Thinking about creating more video ads? Wondering how to produce more effective social media video ads?
To explore how to create video ad funnels that work, I interview video ads expert Travis Chambers. His company, Chamber Media, specializes in creating scalable social video ads for clients such as Turkish Airlines, NordicTrack, and Yahoo.
Travis explains what goes into creating a successful top-of-funnel video. You'll also learn how Travis targets video viewers with multiple video ad sequences.
Developing Effective Video Ad Funnels
Travis got started with video back in 2011 when YouTube was starting to take off. He'd uploaded a few videos but hadn't made any serious effort with video.
Then he and his wife, who both consider themselves aspiring comedians, made a sketch video called “The Real Meaning of MPH.” They uploaded the video to YouTube so her brother, who didn't have a smartphone, could see it.
The video sat there for 3 months with something like seven views until a couple of Travis's fraternity brothers found it, posted it, and it went mega-viral on the college campus. The video, which led to an interview on Good Morning America, blew up with organic traffic and generated $40K in ad revenue.

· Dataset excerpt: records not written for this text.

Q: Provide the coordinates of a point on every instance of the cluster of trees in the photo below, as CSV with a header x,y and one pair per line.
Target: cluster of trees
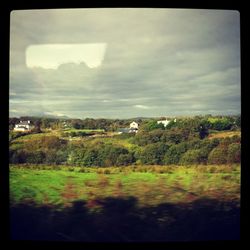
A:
x,y
52,150
182,142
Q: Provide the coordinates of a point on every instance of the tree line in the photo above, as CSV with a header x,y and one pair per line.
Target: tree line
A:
x,y
183,142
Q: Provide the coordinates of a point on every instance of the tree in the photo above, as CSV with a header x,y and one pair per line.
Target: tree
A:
x,y
192,156
153,153
234,153
218,155
174,153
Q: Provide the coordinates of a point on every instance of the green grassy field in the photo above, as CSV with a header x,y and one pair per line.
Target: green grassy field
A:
x,y
177,184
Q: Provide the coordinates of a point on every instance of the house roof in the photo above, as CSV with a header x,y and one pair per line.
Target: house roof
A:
x,y
24,123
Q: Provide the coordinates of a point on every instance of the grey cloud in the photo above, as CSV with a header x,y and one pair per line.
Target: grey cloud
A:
x,y
172,61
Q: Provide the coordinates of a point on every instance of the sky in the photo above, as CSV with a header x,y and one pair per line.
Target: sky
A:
x,y
124,63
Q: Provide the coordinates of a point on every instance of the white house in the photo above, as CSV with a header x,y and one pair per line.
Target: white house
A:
x,y
134,125
133,128
23,126
164,122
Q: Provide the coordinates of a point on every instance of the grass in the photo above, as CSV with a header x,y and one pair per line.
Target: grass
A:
x,y
177,184
223,134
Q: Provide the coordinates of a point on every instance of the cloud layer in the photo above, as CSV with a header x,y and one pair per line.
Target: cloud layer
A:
x,y
158,62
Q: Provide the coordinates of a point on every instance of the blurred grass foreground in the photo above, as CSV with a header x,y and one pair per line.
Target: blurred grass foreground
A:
x,y
129,204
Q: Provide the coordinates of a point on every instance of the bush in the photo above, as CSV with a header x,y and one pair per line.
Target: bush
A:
x,y
192,156
218,155
234,153
36,157
153,153
174,153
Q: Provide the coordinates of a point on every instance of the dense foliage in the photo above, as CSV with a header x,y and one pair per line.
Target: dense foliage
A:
x,y
184,142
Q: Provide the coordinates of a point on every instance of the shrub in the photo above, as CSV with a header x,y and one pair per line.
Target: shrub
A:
x,y
218,155
153,153
234,153
190,157
174,153
35,157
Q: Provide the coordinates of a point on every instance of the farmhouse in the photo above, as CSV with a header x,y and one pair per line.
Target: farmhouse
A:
x,y
165,122
133,128
23,126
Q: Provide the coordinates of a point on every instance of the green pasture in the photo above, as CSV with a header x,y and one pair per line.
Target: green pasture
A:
x,y
44,185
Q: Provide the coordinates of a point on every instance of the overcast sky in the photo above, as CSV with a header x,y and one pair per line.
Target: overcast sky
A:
x,y
123,63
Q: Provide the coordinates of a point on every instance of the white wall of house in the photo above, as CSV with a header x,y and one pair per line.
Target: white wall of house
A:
x,y
134,125
164,122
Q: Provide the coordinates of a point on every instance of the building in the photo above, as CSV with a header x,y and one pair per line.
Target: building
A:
x,y
23,126
133,128
164,122
134,125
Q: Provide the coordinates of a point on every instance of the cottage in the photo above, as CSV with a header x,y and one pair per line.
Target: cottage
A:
x,y
164,122
133,128
134,125
23,126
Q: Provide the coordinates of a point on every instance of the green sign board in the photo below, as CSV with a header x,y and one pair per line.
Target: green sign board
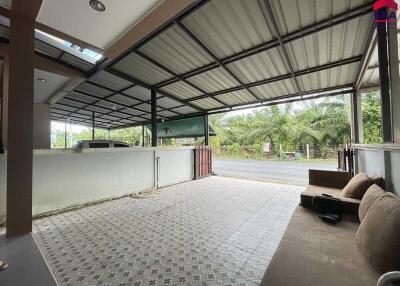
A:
x,y
182,128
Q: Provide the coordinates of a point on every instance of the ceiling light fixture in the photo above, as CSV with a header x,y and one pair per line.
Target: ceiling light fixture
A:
x,y
97,5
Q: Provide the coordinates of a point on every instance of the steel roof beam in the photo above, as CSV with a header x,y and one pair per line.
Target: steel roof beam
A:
x,y
176,75
323,92
211,54
367,55
132,97
275,31
315,28
286,76
145,85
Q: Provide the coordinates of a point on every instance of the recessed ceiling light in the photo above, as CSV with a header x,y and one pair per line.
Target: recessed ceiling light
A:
x,y
97,5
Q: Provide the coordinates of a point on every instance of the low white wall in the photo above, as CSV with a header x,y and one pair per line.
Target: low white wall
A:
x,y
382,160
63,178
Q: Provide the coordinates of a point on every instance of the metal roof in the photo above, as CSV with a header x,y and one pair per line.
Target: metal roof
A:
x,y
225,54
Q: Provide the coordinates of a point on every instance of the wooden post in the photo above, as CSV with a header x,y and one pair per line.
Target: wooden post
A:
x,y
20,116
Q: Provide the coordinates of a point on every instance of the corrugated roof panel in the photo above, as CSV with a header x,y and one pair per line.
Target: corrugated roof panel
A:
x,y
71,102
166,102
119,114
141,69
97,109
119,98
76,62
47,49
132,111
144,106
60,111
87,112
94,90
166,113
138,119
81,97
236,97
229,26
78,115
274,89
111,118
214,80
106,104
293,15
339,42
4,32
176,51
139,92
329,78
207,103
127,121
260,66
185,110
371,77
181,89
110,81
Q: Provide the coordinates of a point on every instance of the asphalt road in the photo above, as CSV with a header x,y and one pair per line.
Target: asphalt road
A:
x,y
287,172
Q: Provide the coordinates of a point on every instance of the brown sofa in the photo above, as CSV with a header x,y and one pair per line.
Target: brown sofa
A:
x,y
331,183
314,253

Travis and his wife were just finishing college when he was thrown into this world with people such as devinsupertramp, Lindsey Stirling, and others who were doing a lot of cool stuff on YouTube back then. That path ultimately led to a job at Crispin Porter Bogusky in LA.

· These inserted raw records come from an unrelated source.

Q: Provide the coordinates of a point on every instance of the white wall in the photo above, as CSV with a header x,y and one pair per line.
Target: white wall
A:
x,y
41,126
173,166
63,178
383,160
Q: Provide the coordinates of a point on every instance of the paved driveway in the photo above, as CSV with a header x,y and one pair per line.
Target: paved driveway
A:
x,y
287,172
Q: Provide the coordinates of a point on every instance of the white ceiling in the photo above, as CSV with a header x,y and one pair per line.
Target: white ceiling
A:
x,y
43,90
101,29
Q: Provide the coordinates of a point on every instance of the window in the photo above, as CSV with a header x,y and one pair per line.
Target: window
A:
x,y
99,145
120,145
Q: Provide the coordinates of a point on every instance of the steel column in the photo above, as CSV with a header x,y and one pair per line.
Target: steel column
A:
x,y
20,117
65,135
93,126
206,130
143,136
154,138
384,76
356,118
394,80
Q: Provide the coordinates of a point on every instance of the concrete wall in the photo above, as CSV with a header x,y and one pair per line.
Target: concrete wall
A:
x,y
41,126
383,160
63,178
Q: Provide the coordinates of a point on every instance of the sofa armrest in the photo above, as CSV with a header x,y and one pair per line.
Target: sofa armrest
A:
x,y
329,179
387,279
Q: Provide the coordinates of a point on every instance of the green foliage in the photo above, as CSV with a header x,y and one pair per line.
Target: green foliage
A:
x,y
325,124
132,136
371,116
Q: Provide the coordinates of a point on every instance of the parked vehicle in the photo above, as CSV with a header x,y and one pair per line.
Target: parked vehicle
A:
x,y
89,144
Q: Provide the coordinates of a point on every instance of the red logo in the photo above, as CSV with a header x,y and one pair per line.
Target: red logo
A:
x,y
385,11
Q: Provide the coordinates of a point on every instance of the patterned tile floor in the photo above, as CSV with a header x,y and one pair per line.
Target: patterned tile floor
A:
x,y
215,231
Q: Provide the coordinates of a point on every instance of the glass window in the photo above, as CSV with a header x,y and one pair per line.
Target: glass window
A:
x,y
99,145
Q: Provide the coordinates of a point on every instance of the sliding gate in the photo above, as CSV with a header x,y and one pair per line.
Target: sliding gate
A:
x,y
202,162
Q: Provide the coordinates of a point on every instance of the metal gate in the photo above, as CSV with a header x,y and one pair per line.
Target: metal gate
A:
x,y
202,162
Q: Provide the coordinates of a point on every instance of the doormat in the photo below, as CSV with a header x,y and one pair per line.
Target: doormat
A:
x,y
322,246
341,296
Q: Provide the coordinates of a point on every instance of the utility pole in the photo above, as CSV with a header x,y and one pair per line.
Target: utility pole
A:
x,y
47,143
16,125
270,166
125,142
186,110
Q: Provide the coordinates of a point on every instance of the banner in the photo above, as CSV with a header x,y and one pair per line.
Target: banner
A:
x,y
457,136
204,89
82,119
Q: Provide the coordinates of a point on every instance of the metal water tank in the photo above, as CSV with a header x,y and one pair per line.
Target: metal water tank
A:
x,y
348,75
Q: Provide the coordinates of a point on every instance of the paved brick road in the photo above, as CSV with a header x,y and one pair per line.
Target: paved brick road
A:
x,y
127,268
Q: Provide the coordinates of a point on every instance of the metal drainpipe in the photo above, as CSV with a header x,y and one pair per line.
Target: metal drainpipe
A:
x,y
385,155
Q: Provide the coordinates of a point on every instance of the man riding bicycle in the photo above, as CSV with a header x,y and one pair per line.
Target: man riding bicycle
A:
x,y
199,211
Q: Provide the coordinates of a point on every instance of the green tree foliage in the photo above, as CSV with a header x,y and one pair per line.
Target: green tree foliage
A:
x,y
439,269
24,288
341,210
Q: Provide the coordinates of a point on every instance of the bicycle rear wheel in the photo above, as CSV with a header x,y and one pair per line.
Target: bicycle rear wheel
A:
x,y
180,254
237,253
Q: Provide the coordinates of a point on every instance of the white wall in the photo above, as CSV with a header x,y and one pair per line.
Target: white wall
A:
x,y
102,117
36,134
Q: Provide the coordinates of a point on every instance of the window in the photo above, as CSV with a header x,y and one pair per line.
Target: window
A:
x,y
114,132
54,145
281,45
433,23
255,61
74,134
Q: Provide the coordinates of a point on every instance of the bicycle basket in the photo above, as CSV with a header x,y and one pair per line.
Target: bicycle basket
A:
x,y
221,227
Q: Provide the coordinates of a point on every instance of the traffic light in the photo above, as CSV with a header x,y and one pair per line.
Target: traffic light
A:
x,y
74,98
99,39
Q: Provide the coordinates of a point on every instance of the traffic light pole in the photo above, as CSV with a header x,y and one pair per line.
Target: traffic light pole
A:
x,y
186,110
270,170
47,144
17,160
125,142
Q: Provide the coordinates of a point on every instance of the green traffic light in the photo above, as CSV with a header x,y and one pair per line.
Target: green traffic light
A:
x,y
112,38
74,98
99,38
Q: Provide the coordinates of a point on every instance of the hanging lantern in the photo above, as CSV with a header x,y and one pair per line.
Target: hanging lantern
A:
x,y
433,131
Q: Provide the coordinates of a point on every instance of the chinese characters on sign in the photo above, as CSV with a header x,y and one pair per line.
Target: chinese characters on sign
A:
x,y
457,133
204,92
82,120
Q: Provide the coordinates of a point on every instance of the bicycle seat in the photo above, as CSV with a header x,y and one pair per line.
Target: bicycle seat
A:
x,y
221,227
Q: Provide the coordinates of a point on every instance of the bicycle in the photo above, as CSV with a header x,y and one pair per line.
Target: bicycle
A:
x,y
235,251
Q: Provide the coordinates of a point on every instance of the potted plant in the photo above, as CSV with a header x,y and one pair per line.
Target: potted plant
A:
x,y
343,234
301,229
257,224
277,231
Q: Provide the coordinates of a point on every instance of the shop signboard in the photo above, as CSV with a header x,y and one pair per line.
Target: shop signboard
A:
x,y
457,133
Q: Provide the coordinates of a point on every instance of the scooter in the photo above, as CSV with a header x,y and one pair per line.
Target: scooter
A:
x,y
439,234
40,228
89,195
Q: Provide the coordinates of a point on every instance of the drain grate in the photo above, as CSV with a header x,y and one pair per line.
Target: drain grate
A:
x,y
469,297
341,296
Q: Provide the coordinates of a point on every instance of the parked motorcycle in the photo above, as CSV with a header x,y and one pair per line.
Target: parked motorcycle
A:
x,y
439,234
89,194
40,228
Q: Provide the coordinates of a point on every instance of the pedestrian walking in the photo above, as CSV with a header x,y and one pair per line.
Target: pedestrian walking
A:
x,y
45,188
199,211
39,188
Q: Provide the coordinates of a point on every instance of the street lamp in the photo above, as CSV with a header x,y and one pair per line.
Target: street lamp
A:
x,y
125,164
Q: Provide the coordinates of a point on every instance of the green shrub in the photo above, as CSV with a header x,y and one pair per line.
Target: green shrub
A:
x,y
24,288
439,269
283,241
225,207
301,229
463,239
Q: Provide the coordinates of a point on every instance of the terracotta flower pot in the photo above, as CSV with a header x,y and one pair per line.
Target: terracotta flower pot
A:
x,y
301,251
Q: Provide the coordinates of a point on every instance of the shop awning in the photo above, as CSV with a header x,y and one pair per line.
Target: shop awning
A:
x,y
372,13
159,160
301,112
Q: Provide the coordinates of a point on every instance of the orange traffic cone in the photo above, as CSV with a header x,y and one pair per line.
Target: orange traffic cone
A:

Crispin Porter Bogusky, the agency behind Domino’s makeover campaign and the creepy Burger King campaigns, was a top agency in the 2000's. The atmosphere was incredible and Travis learned a lot about the viral video world.
In 2013, Turkish Airlines came to a meeting and said, “We want to have the best viral video of all time.” The company's chief digital officer pulled me aside and said, “You're the guy. Don't tell any other departments about this, and let's build this thing.”
The video, called The Selfie Shootout with Kobe Bryant and Lionel Messi, showed Bryant and Messi competing to take the best selfie around the world.
Travis wasn't very involved in the production but did dive completely into the distribution side. The largest influencer activation in history had 650 influencers and celebrities pointing to the video, and there was a big video FCO campaign. The ad spend was strategic and had a viral seeding component to it, and 20 interns who spoke different languages reached out to 8,000 editors in a matter of weeks. The campaign received more than 2,000 press features.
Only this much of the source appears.